There's always room for another two cents.
While I use Google News fairly regularly–particularly its e-mailed news alerts), I never noticed the new “comments from people in the news” function that it apparently launched last spring. It’s a fascinating idea that the NY Times recently took a look at (thanks, Slashdot for bringing it to my attention).
Let’s set aside for a moment the daunting challenges of trying to make this work in the real world. Why shouldn’t news subjects have a chance to comment on a story in which they appear, particularly on the Web where the column inches are infinite? Certainly sources have already taken advantage of the comment functions that many news organizations’ Web sites already employ. But Google has hit upon a unique twist by weighting the comments from those quoted in a story. The journalist has already gone to the effort of vetting sources and weeding out those with less substantial thoughts to add to a story. To give them a chance to comment after the fact and append it to the story can only add to the depth of the coverage.

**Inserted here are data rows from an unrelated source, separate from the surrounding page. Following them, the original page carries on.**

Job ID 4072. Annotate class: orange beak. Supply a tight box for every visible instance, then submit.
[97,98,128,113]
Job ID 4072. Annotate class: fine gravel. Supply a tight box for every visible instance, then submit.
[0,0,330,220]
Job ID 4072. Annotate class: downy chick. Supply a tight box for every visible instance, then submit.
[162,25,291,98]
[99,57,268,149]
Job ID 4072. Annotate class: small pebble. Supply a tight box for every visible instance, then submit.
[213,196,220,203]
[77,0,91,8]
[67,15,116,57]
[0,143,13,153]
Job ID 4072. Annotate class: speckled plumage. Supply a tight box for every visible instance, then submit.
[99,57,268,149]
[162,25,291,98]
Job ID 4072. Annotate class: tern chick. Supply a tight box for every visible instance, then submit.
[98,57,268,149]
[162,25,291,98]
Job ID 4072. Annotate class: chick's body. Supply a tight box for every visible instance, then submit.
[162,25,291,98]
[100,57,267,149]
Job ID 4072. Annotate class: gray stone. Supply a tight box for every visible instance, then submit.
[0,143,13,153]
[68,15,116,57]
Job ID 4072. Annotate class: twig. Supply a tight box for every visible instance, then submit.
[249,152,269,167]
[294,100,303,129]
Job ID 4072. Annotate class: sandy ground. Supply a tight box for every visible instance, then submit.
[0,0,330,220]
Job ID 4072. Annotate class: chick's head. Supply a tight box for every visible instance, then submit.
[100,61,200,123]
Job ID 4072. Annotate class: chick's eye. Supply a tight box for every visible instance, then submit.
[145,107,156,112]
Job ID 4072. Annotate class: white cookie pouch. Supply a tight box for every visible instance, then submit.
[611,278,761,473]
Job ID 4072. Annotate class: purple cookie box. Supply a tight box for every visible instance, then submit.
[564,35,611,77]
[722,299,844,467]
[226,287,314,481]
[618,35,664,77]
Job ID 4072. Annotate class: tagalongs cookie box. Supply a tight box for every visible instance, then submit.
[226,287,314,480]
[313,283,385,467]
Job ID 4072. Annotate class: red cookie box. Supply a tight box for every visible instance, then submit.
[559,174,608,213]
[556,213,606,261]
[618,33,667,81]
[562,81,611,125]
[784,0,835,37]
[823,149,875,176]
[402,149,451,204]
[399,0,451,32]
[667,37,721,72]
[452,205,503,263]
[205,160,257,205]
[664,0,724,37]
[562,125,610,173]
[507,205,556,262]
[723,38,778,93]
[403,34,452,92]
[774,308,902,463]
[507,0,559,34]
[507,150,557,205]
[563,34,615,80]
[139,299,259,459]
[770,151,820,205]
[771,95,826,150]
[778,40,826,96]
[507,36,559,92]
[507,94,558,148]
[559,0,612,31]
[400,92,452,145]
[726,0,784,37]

It’s conceivable that you could give every source you interview a special URL and a password. Once the story appears in the paper, they could then choose to login and sound off. It would assuage the bruised egos of those long-winded subjects who inevitably lose much of their argument to brevity. It would also keep reporters on their toes that they could expect more than a nasty letter to the editor should they play fast and loose with the facts.
What do you think? Is there any reason we as journalists couldn’t (or shouldn’t) provide such a function on our own Web sites? Or should we let Google have all the fun?